Joseph-André Motte (6 January 1925 – 1 June 2013) was a French furniture designer and interior designer and ranks among the most influential and innovative figures of post-war French design.[1]

Joseph-André Motte was born in Saint-Bonnet-en-Champsaur (southeastern France in the Hautes-Alpes). After passing his ‚baccalauréat’, he studied at the École des Arts Appliqués in Paris (École nationale supérieure des arts appliqués et des métiers d'art), where he graduated in 1948 at the top of his class.

His career can be divided into two different stages: furniture design up to the end of the 1960s and interior design thereafter.

Furniture design[edit]

He began his career as a furniture designer at the Bon Marché, one of the oldest parisian department stores and cooperated with Marcel Gascoin’s workshop. In 1954, he founded his own agency and co-founded the ‚Atelier de Recherche Plastique’ (Studio for Plastic Research) with Michel Mortier and Pierre Guariche.

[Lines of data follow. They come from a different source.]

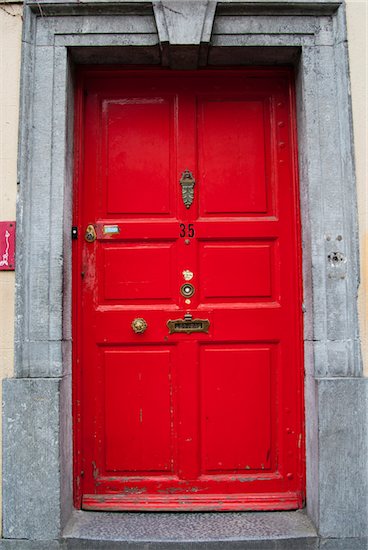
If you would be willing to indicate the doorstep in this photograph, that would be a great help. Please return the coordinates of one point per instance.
(178, 530)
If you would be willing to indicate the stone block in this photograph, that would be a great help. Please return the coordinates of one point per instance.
(31, 469)
(343, 457)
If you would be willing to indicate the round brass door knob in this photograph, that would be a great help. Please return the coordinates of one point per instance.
(139, 325)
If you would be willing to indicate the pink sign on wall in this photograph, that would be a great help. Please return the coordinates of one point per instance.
(7, 246)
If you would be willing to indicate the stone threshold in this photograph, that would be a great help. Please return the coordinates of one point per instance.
(203, 530)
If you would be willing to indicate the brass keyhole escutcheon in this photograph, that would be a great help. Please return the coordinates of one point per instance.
(187, 290)
(90, 234)
(139, 325)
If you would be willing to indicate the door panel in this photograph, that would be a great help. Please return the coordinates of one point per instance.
(227, 128)
(138, 147)
(239, 271)
(138, 419)
(167, 418)
(235, 391)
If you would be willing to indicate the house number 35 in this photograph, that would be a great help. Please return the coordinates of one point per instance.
(187, 230)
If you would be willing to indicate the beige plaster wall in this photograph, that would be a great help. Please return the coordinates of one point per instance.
(10, 46)
(357, 22)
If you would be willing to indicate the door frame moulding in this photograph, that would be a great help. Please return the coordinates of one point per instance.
(311, 35)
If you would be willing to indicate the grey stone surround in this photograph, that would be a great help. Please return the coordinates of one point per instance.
(37, 451)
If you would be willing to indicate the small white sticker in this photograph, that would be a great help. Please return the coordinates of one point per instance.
(111, 229)
(188, 275)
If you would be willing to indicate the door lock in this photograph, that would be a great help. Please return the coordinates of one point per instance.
(139, 325)
(90, 234)
(187, 290)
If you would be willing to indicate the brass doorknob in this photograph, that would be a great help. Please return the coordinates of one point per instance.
(139, 325)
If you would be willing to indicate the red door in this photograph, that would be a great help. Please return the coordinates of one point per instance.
(188, 355)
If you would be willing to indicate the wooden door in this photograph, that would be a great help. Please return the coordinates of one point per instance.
(187, 293)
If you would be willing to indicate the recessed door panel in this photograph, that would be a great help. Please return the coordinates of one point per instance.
(236, 408)
(187, 300)
(242, 270)
(139, 411)
(138, 143)
(235, 129)
(136, 272)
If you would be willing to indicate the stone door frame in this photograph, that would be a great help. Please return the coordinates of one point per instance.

His prolific career let him rise to the top of postwar designers whose mission was to refurnish French homes with industrial materials and contemporary style, integrating modern forms with conventional techniques, using traditional and modern materials: rattan, foam, plastic, formica, plywood, stainless steel, glass.[2]

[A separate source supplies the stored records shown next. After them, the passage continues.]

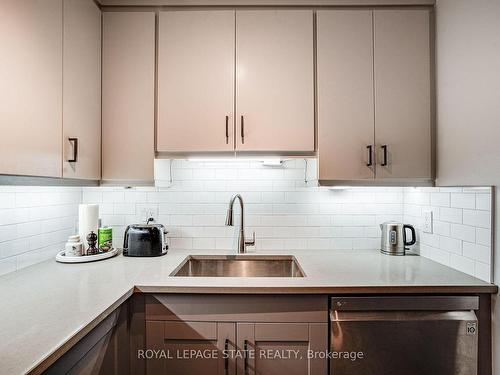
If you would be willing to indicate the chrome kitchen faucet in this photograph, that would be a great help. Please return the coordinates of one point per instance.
(242, 243)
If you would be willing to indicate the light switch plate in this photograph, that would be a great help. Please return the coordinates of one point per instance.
(427, 226)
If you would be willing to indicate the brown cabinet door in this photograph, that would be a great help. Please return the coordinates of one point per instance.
(402, 67)
(31, 81)
(128, 65)
(274, 80)
(282, 348)
(82, 90)
(345, 95)
(196, 81)
(190, 348)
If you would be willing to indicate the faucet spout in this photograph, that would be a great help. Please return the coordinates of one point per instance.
(242, 243)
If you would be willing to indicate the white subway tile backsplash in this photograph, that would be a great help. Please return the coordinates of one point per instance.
(483, 236)
(461, 235)
(35, 222)
(463, 232)
(284, 210)
(477, 252)
(440, 199)
(477, 218)
(451, 215)
(483, 202)
(465, 200)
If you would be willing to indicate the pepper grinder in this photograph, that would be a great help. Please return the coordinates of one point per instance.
(92, 240)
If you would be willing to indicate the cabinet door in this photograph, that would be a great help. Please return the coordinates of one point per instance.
(191, 348)
(128, 96)
(402, 93)
(196, 81)
(282, 348)
(345, 94)
(31, 81)
(82, 90)
(274, 80)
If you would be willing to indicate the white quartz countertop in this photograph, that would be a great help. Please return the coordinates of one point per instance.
(47, 307)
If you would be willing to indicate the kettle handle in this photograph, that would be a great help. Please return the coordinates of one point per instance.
(413, 235)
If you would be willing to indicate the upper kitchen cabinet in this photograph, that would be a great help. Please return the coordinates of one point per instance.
(345, 95)
(128, 89)
(196, 81)
(81, 90)
(374, 95)
(402, 75)
(274, 80)
(31, 95)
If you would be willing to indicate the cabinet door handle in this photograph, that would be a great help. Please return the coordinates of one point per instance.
(226, 358)
(227, 130)
(384, 158)
(242, 129)
(370, 158)
(245, 360)
(74, 141)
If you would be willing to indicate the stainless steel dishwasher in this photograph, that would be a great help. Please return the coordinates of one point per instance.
(419, 335)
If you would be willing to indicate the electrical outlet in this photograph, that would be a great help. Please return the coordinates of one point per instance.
(427, 226)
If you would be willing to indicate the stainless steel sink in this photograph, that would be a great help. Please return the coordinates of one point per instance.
(239, 266)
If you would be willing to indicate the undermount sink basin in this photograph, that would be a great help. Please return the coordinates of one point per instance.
(239, 266)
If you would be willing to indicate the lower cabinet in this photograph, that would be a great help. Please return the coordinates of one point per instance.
(233, 334)
(102, 351)
(281, 348)
(190, 347)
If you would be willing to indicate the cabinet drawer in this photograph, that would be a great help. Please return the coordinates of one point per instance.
(190, 331)
(242, 308)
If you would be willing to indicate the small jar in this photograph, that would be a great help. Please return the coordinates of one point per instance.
(74, 247)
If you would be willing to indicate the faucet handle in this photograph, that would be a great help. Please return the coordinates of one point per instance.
(252, 241)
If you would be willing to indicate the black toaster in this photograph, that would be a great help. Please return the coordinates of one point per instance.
(145, 240)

Motte’s projects covered a global range of furniture and furniture accessories:

  • Office furniture,
  • Chairs,
  • Tables,
  • Lights,
  • Sanitary and heating facilities.[3][4]

Some of his most famed chairs are the

  • Tripod Chair (1949),
  • Catherine Chair, (1952),
  • Sabre Chair (1954),
  • 740 Chair (1957),
  • 770 (1958).[5]

He participated in many exhibitions like Salon des aristes décorateurs, salon des arts ménagers, universal exhibition Brussels Expo’58

Interior design[edit]

From the 1960s to the early 1990s (until his retirement), Motte was in charge of prolific and prestigious interior design commissions like public interiors for the French government including

He also got many contracts abroad in Sub-Saharan Africa and North Africa including the presidential palace in Bamako and many hotels in Algeria, Tunesia, Congo and Mali

He was honored with many awards such as the Golden Compass (Compasso d'Oro), La Triennale di Milano, René Gabriel. In 1990, he was awarded the French Ordre des Arts et des Lettres (Grade of Commander).